Whenever we call into the refs interfaces we potentially have to reload
refs in case they have been concurrently modified, either in-process or
externally. While this happens somewhat automatically for loose refs
because we simply try to re-read the files, the "packed" backend will
reload its snapshot of the packed-refs file in case its stat info has
changed since last reading it.

In the reftable backend we have a similar mechanism that is provided by
`reftable_stack_reload()`. This function will read the list of stacks
from "tables.list" and, if they have changed from the currently stored
list, reload the stacks. This is heavily inefficient though, as we have
to check whether the stack is up-to-date on basically every read and
thus keep on re-reading the file all the time even if it didn't change
at all.

We can do better and use the same stat(3P)-based mechanism that the
"packed" backend uses. Instead of reading the file, we will only open
the file descriptor, fstat(3P) it, and then compare the info against the
cached value from the last time we have updated the stack. This should
always work alright because "tables.list" is updated atomically via a
rename, so even if the ctime or mtime wasn't granular enough to identify
a change, at least the inode number should have changed.

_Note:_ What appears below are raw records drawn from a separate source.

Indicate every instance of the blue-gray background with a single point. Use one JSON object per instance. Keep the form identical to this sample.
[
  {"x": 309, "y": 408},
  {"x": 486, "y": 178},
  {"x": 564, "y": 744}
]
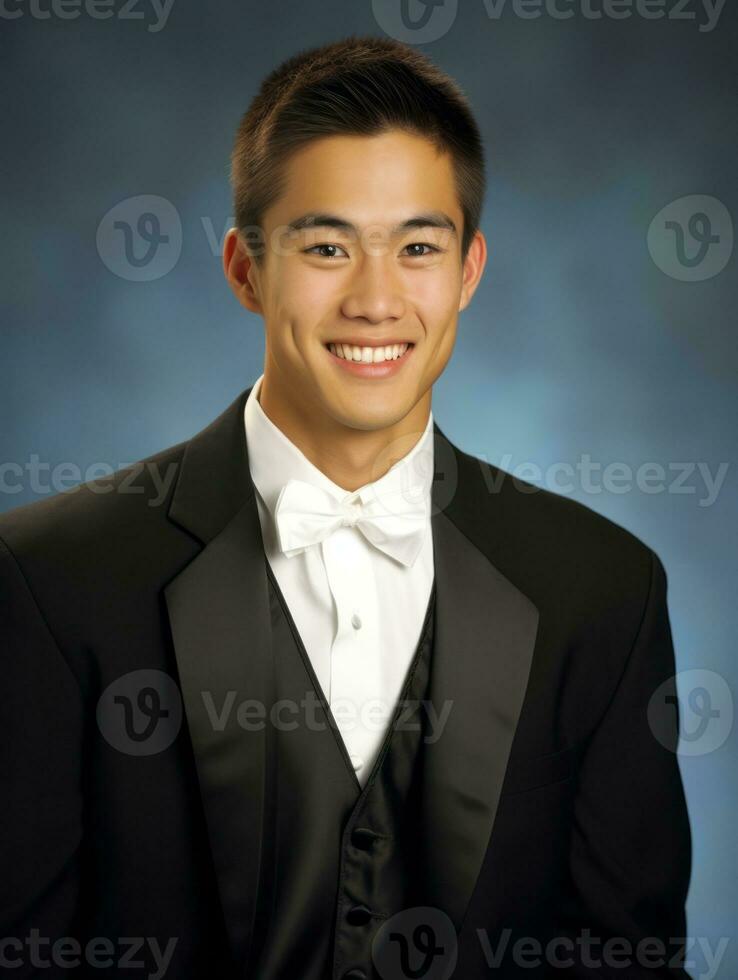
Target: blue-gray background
[{"x": 577, "y": 344}]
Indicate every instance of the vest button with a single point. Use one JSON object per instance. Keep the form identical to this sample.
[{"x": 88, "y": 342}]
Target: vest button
[
  {"x": 359, "y": 915},
  {"x": 363, "y": 838}
]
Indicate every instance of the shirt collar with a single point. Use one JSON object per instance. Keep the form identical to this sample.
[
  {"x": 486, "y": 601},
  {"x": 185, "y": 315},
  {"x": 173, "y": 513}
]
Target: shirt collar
[{"x": 274, "y": 459}]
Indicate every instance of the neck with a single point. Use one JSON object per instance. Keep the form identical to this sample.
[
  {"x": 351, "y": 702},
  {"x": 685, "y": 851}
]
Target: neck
[{"x": 350, "y": 457}]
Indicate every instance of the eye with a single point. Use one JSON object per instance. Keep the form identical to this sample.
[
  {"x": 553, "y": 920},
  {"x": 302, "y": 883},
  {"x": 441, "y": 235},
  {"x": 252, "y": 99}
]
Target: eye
[
  {"x": 421, "y": 255},
  {"x": 311, "y": 250}
]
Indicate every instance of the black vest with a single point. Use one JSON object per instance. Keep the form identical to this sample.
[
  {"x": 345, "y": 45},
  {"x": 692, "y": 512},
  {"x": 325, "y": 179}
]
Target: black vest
[{"x": 339, "y": 860}]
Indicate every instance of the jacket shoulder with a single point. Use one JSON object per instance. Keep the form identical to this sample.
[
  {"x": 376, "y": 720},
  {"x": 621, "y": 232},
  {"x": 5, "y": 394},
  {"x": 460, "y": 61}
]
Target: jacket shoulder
[{"x": 129, "y": 500}]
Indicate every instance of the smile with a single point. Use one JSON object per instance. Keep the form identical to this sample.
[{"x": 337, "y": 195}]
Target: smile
[
  {"x": 370, "y": 362},
  {"x": 368, "y": 355}
]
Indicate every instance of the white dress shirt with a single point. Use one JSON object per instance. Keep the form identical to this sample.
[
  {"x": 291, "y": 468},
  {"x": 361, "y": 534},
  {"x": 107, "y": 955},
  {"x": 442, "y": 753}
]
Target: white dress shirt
[{"x": 359, "y": 612}]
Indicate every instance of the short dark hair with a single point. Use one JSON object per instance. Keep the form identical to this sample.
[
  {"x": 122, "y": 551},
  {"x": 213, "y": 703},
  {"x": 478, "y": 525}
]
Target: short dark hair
[{"x": 359, "y": 86}]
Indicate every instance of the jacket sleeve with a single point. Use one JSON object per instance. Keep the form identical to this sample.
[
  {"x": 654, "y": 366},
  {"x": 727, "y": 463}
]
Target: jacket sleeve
[
  {"x": 631, "y": 852},
  {"x": 41, "y": 723}
]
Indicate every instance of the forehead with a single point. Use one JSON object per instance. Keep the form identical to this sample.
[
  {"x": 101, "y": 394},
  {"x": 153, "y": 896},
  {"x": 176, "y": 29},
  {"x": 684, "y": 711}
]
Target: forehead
[{"x": 368, "y": 178}]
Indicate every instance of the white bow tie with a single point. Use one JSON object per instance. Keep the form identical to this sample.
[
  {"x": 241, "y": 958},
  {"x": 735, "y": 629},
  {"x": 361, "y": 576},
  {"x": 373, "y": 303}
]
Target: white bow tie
[{"x": 394, "y": 521}]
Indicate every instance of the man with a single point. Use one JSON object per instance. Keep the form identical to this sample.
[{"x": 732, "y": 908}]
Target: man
[{"x": 344, "y": 701}]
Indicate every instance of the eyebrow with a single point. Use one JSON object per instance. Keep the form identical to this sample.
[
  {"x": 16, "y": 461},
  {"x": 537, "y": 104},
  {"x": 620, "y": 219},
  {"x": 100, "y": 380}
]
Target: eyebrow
[{"x": 320, "y": 219}]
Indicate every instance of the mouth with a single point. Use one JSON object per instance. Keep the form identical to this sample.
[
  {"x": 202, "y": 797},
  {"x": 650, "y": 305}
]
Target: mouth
[
  {"x": 370, "y": 362},
  {"x": 369, "y": 355}
]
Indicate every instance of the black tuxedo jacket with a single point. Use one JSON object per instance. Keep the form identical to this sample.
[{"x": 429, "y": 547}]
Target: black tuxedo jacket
[{"x": 550, "y": 807}]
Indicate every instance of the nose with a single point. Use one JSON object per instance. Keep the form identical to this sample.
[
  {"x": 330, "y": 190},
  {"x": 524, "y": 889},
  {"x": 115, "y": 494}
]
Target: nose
[{"x": 374, "y": 293}]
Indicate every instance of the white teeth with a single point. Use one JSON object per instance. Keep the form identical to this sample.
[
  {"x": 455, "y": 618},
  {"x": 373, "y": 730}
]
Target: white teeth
[{"x": 368, "y": 355}]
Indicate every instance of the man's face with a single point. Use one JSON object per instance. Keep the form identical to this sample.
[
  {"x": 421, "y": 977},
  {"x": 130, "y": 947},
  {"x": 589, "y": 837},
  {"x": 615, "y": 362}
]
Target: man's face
[{"x": 376, "y": 282}]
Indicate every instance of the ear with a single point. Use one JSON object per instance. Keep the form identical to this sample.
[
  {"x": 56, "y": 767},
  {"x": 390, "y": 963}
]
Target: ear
[
  {"x": 474, "y": 264},
  {"x": 241, "y": 271}
]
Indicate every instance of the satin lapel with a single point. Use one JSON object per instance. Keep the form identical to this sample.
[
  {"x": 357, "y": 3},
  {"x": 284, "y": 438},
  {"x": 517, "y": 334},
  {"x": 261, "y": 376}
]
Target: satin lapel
[
  {"x": 485, "y": 632},
  {"x": 218, "y": 609}
]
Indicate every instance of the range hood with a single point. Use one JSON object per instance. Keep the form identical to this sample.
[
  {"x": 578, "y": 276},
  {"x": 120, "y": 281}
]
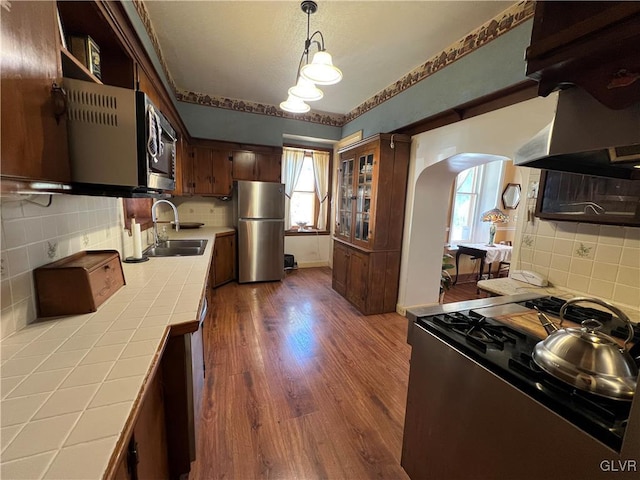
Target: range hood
[{"x": 586, "y": 137}]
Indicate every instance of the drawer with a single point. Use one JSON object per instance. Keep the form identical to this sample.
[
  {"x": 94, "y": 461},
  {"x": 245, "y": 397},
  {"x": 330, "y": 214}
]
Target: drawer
[{"x": 79, "y": 283}]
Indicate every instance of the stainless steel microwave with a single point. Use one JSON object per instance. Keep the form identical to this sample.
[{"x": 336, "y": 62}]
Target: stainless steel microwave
[{"x": 118, "y": 139}]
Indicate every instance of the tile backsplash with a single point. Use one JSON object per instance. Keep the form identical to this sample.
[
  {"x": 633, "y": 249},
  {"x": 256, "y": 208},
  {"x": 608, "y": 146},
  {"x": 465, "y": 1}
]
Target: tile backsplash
[
  {"x": 211, "y": 211},
  {"x": 34, "y": 234},
  {"x": 595, "y": 260}
]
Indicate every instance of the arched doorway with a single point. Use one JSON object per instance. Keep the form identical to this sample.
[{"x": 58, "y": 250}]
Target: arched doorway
[{"x": 437, "y": 157}]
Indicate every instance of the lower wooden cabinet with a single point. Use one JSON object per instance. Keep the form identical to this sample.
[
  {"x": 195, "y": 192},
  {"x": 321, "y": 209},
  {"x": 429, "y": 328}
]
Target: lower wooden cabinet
[
  {"x": 369, "y": 280},
  {"x": 223, "y": 269},
  {"x": 146, "y": 452}
]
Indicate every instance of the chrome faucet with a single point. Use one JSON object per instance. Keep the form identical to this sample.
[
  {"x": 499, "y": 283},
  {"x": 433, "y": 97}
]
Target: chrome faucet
[{"x": 154, "y": 218}]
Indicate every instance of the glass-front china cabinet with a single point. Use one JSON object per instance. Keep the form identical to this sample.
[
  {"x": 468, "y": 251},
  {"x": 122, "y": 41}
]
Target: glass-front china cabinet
[{"x": 372, "y": 178}]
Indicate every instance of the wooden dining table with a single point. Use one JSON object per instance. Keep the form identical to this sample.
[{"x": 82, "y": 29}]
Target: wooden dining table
[{"x": 486, "y": 253}]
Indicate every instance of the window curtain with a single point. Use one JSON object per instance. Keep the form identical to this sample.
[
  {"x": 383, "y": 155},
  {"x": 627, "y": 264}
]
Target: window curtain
[
  {"x": 321, "y": 174},
  {"x": 291, "y": 167}
]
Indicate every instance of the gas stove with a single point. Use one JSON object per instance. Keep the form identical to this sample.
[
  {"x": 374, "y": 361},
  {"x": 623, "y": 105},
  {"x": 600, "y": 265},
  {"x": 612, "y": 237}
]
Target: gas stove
[{"x": 507, "y": 353}]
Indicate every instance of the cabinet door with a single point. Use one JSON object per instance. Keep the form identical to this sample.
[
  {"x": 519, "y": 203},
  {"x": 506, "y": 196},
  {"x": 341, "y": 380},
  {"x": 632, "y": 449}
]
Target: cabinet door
[
  {"x": 183, "y": 168},
  {"x": 363, "y": 213},
  {"x": 344, "y": 214},
  {"x": 198, "y": 372},
  {"x": 357, "y": 279},
  {"x": 34, "y": 144},
  {"x": 269, "y": 166},
  {"x": 224, "y": 258},
  {"x": 150, "y": 435},
  {"x": 244, "y": 165},
  {"x": 222, "y": 170},
  {"x": 340, "y": 270},
  {"x": 202, "y": 170}
]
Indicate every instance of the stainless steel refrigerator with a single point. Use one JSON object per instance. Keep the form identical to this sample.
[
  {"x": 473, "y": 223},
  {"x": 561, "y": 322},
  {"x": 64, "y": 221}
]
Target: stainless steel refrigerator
[{"x": 259, "y": 219}]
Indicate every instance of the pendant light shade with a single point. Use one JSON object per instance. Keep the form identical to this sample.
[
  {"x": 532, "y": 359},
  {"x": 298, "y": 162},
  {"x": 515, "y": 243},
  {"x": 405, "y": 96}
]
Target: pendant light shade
[
  {"x": 294, "y": 105},
  {"x": 321, "y": 70},
  {"x": 306, "y": 90}
]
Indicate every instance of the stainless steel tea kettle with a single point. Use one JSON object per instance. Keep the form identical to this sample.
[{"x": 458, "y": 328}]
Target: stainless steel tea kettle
[{"x": 587, "y": 358}]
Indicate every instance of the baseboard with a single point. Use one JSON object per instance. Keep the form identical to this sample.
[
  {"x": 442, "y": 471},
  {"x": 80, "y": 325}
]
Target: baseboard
[{"x": 313, "y": 264}]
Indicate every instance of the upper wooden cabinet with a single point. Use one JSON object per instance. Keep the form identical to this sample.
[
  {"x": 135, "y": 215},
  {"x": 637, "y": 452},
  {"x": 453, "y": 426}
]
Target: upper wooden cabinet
[
  {"x": 34, "y": 130},
  {"x": 223, "y": 268},
  {"x": 102, "y": 21},
  {"x": 255, "y": 165},
  {"x": 587, "y": 199},
  {"x": 590, "y": 44},
  {"x": 211, "y": 169},
  {"x": 372, "y": 184}
]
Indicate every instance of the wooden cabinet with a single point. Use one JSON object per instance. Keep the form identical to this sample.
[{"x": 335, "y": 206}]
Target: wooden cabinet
[
  {"x": 103, "y": 22},
  {"x": 260, "y": 166},
  {"x": 369, "y": 280},
  {"x": 34, "y": 131},
  {"x": 184, "y": 169},
  {"x": 590, "y": 44},
  {"x": 372, "y": 181},
  {"x": 583, "y": 198},
  {"x": 146, "y": 451},
  {"x": 223, "y": 268},
  {"x": 269, "y": 166},
  {"x": 211, "y": 169},
  {"x": 183, "y": 382},
  {"x": 340, "y": 268}
]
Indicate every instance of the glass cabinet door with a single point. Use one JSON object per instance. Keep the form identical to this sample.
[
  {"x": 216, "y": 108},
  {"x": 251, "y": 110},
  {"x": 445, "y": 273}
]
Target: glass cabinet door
[
  {"x": 364, "y": 186},
  {"x": 345, "y": 196}
]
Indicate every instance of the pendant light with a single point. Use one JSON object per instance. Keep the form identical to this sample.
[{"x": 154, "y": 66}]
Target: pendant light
[{"x": 320, "y": 71}]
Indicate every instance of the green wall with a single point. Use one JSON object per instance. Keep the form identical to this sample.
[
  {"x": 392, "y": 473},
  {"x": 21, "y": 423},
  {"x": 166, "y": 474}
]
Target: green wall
[{"x": 495, "y": 66}]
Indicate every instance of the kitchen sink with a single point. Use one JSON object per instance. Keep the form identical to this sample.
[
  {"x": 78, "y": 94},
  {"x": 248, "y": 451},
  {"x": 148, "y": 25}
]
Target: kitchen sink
[{"x": 176, "y": 248}]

This change significantly speeds up operations where many refs are read,
like when using git-update-ref(1). The following benchmark creates N
refs in an otherwise-empty repository via `git update-ref --stdin`:

  Benchmark 1: update-ref: create many refs (refcount = 1, revision = HEAD~)
    Time (mean ± σ):       5.6 ms ±   0.2 ms    [User: 2.5 ms, System: 3.0 ms]
    Range (min … max):     5.2 ms …   6.0 ms    89 runs

  Benchmark 2: update-ref: create many refs (refcount = 100, revision = HEAD~)
    Time (mean ± σ):      19.2 ms ±   0.3 ms    [User: 8.6 ms, System: 10.4 ms]
    Range (min … max):    18.4 ms …  19.8 ms    63 runs

  Benchmark 3: update-ref: create many refs (refcount = 10000, revision = HEAD~)
    Time (mean ± σ):      1.310 s ±  0.014 s    [User: 0.566 s, System: 0.724 s]
    Range (min … max):    1.291 s …  1.342 s    10 runs

  Benchmark 4: update-ref: create many refs (refcount = 1, revision = HEAD)
    Time (mean ± σ):       5.7 ms ±   0.4 ms    [User: 2.6 ms, System: 3.1 ms]
    Range (min … max):     5.1 ms …   9.5 ms    91 runs

  Benchmark 5: update-ref: create many refs (refcount = 100, revision = HEAD)
    Time (mean ± σ):      15.2 ms ±   0.3 ms    [User: 7.0 ms, System: 8.1 ms]
    Range (min … max):    14.3 ms …  17.1 ms    71 runs

  Benchmark 6: update-ref: create many refs (refcount = 10000, revision = HEAD)
    Time (mean ± σ):     916.1 ms ±  11.0 ms    [User: 420.8 ms, System: 495.0 ms]
    Range (min … max):   906.9 ms … 943.8 ms    10 runs

  Summary
    update-ref: create many refs (refcount = 1, revision = HEAD~) ran
      1.01 ± 0.09 times faster than update-ref: create many refs (refcount = 1, revision = HEAD)
      2.72 ± 0.11 times faster than update-ref: create many refs (refcount = 100, revision = HEAD)
      3.42 ± 0.13 times faster than update-ref: create many refs (refcount = 100, revision = HEAD~)
    163.59 ± 5.62 times faster than update-ref: create many refs (refcount = 10000, revision = HEAD)
    233.91 ± 7.92 times faster than update-ref: create many refs (refcount = 10000, revision = HEAD~)
---
 reftable/stack.c  | 10 +++++++++-
 reftable/stack.h  |  1 +
 reftable/system.h |  1 +
 3 files changed, 11 insertions(+), 1 deletion(-)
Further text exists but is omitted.